Principal Chan Kwok-ming said on average 20 students took sick leave every day in recent days.
The schools had been expected to start their Easter Holiday in a little over a week, though the date varies with each school. Chow said bringing the holiday forward would help reduce cross infection among school children and calm public fears.
Explaining his decision on Thursday, Chow said he acted quickly because "when you wait until you have all the data, it's too late."
He said he was particularly concerned that two of the three dead children were treated at the same hospital, and that children may be especially vulnerable to the disease.
Chow has also asked Yuen Kwok-yung, who studied SARS, to head a panel of experts to study the deaths.
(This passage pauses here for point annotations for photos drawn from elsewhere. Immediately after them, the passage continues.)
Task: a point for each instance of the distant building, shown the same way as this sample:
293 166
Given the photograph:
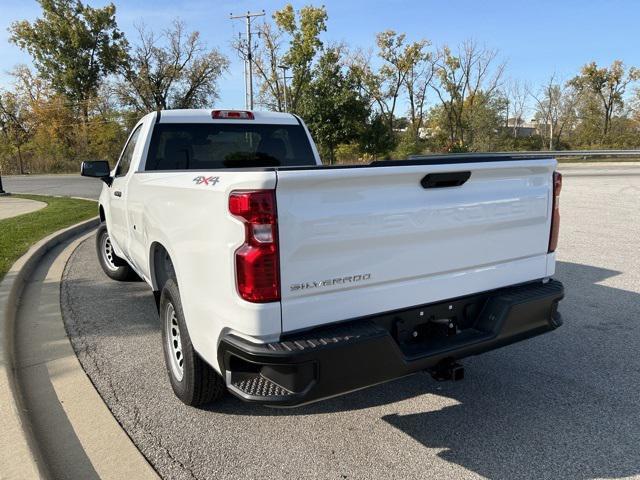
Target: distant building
522 128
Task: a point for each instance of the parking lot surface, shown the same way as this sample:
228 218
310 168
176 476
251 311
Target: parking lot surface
563 405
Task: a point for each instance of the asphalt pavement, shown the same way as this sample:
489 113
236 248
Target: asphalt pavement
562 405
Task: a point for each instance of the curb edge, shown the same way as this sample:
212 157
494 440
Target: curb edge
19 442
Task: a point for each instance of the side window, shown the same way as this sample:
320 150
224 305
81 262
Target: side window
127 154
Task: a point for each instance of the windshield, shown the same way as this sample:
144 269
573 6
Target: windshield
180 146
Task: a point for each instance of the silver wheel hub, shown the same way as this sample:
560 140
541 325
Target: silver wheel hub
174 342
107 253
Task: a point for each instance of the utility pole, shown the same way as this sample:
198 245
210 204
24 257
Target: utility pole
248 69
284 80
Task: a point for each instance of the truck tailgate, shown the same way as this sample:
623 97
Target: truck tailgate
360 241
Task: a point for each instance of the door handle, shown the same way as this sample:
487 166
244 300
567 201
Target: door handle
445 179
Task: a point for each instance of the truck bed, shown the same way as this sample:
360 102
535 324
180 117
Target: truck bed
356 241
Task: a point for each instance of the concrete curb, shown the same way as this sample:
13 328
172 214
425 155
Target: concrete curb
18 451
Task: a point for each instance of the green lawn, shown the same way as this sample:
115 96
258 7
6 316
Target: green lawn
17 234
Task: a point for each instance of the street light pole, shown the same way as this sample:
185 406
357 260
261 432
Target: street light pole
284 80
248 68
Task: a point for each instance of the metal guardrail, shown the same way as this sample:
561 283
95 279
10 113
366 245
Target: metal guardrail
540 153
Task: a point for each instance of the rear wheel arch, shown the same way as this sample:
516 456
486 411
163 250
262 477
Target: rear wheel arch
161 266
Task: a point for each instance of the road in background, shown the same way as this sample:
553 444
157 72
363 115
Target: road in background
64 185
562 405
77 186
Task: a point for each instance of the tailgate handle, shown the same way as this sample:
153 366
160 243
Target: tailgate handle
445 179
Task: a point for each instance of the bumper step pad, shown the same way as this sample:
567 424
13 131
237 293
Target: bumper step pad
255 385
327 361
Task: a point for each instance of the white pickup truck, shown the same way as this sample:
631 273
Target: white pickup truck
286 281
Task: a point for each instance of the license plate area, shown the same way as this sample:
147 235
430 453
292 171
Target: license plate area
437 324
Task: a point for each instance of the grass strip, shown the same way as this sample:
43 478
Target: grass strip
17 234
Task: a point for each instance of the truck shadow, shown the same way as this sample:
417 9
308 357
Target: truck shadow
563 405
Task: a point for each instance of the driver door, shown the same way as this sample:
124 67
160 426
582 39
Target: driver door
117 220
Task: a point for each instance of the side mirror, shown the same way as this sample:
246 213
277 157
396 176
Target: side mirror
97 169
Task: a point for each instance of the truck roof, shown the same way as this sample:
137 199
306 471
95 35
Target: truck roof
203 115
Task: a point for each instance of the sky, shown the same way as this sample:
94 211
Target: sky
536 38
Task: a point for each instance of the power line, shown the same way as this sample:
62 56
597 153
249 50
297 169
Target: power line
248 67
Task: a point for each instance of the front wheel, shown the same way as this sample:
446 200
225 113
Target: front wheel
193 381
115 267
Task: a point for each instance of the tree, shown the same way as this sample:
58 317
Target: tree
516 95
555 111
608 85
14 125
74 46
465 79
332 107
376 140
171 70
300 32
405 65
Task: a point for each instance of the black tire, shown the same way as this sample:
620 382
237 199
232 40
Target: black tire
193 381
112 265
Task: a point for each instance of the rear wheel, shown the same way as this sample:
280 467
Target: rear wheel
115 267
193 381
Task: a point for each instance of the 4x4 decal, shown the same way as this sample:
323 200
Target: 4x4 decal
206 180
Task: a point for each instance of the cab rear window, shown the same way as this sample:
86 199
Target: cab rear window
180 146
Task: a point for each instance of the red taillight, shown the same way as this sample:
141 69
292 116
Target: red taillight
555 213
257 268
232 115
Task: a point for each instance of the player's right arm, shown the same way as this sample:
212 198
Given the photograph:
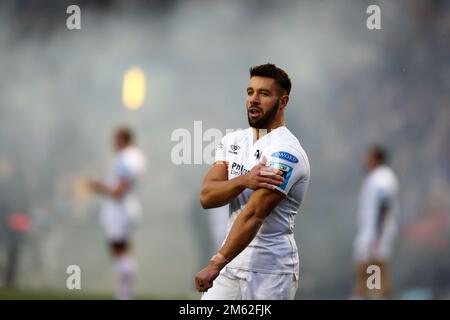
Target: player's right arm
217 190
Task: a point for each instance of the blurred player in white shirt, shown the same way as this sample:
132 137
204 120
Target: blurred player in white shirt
263 173
377 223
121 207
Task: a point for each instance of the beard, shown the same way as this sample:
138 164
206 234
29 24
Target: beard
263 121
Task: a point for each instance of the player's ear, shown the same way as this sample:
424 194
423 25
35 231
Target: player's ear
283 101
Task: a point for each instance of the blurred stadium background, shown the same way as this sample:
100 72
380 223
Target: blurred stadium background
61 97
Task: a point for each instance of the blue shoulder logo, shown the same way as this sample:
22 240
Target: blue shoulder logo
285 156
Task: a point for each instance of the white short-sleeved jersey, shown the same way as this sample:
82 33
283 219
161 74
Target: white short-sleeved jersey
273 250
377 215
118 215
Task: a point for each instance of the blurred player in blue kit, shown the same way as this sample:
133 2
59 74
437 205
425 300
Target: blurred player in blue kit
377 223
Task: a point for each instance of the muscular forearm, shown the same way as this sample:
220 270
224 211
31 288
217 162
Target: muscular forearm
218 193
243 231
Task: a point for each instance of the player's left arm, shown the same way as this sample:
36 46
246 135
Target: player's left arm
244 229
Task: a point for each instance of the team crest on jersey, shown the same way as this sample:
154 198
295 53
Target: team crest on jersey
286 172
285 156
234 148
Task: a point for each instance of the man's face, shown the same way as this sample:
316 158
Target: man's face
262 102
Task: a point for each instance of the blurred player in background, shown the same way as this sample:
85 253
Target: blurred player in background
121 207
263 173
377 223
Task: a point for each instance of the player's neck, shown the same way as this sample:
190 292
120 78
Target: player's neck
259 133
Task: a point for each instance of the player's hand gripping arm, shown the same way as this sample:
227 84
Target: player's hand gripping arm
244 229
217 190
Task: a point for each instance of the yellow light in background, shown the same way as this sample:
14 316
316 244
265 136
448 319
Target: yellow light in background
134 87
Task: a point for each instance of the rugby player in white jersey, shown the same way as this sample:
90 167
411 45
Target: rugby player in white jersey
377 223
263 173
121 207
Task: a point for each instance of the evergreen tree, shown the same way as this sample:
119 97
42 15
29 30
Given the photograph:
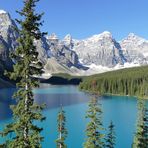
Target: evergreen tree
95 138
61 129
141 135
26 134
111 138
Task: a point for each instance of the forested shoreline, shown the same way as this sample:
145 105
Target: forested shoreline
129 81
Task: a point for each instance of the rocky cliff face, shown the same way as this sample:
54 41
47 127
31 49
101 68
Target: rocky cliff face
100 50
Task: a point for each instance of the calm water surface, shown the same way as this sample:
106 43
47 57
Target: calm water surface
121 110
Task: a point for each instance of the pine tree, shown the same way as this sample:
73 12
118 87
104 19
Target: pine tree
141 135
61 129
26 134
111 138
95 138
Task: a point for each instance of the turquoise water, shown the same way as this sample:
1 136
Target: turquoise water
121 110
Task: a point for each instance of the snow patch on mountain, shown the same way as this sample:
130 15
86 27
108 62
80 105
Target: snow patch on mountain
2 12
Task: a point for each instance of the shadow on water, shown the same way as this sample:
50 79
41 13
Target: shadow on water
55 100
52 100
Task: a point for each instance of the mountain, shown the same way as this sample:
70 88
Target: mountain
96 54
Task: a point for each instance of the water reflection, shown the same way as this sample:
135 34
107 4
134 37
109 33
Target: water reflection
51 96
55 100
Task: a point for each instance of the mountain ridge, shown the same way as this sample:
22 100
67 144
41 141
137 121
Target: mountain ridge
95 54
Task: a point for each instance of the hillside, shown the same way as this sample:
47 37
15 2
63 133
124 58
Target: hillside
131 81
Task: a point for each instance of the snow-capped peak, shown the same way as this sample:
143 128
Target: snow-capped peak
68 37
97 37
2 12
53 36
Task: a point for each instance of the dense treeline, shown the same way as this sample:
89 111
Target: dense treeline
130 81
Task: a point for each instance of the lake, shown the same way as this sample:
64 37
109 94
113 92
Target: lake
121 110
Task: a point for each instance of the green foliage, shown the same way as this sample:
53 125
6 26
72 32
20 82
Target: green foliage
141 135
61 129
111 138
131 81
95 138
26 134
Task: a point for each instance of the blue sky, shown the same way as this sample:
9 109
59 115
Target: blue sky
83 18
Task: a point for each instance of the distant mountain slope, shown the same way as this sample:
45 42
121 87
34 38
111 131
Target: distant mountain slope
95 54
131 81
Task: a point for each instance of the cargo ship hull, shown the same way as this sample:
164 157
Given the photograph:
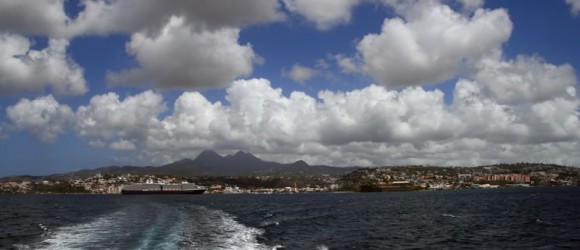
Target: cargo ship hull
155 188
200 191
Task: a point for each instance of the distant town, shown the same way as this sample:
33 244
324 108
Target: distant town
368 179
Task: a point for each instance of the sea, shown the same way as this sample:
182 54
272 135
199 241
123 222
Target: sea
511 218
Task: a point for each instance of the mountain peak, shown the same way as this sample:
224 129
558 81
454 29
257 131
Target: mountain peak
300 163
208 157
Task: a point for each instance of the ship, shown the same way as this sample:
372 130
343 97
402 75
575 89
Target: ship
157 188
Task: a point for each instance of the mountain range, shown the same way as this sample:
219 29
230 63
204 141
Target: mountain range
210 163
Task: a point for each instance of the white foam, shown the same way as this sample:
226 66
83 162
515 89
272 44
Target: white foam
223 232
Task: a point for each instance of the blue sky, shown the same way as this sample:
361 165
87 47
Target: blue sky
354 82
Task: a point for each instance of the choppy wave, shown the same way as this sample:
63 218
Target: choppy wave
155 226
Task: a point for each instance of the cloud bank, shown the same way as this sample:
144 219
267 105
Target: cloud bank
369 126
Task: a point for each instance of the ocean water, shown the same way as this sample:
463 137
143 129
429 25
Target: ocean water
522 218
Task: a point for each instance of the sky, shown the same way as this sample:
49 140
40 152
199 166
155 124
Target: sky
87 84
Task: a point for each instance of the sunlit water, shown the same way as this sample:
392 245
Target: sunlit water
525 218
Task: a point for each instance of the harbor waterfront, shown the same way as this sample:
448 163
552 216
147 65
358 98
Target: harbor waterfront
524 218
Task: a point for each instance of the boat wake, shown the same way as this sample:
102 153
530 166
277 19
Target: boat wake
155 226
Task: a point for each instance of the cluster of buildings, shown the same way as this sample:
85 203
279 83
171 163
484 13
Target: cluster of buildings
443 178
364 179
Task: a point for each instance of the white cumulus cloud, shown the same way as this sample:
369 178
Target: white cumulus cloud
33 17
127 16
183 57
44 118
300 73
106 117
525 79
367 126
430 43
24 69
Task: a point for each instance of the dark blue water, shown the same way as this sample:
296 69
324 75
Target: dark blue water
527 218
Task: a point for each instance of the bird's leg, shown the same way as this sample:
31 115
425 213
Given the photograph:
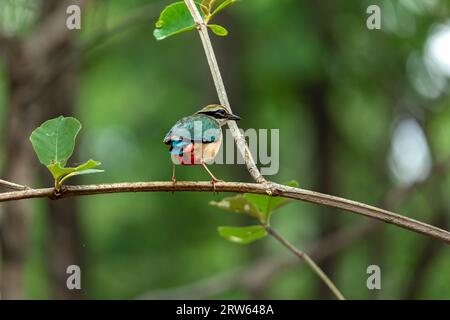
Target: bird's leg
174 178
214 179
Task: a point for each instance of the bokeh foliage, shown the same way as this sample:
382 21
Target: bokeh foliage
133 88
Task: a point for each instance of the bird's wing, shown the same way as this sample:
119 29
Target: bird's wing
195 128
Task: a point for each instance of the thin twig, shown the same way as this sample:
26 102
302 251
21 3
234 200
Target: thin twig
221 92
257 274
12 185
310 262
273 189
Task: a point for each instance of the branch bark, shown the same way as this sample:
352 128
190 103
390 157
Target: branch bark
272 189
221 92
310 262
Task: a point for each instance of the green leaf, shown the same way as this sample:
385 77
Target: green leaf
218 30
267 204
174 19
78 173
58 171
54 140
238 204
222 6
258 206
242 235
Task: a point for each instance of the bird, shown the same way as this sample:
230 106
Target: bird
196 139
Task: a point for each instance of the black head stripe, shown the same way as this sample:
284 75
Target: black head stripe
215 114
The closure will affect nearly 560,000 students at 1,745 schools, according to enrollment figures from the 2006-2007 academic year.
Banker Edmond Lai, 46, said he was washing his hands more frequently and avoiding crowded places — but wasn't worried about a larger outbreak.
"After the experience of SARS, the government's response must have improved," he said.
There was not sign yet of the major public panic that followed the SARS outbreak five years ago. Residents have not started wearing masks en masse as they did during SARS.
In the neighboring Chinese city of Shenzhen, health officials have not recorded a jump in flu cases, Ma Hanwu, deputy head of the Shenzhen Municipal Center for Disease Control and Prevention was quoted as saying in the Shenzhen Special Zone Daily newspaper.
Since March 6, health officials have recorded nine confirmed flu outbreaks and 65 suspected ones in Hong Kong, mostly at schools, affecting 532 people in the territory of nearly 7 million.
WHO spokesman Gregory Hartl said the first child who died tested negative for all types of influenza viruses. The second child tested positive for the flu but also suffered from an underlying metabolic disease. The third — a 7-year-old boy who died Tuesday — had both the flu and encephalitis.
Another WHO spokesman, Peter Cordingley, said Thursday from Manila that "this is just regular seasonal flu."
"There is nothing exceptional about what's happening in Hong Kong," he said, noting the territory has suffered worse flu outbreaks in recent years.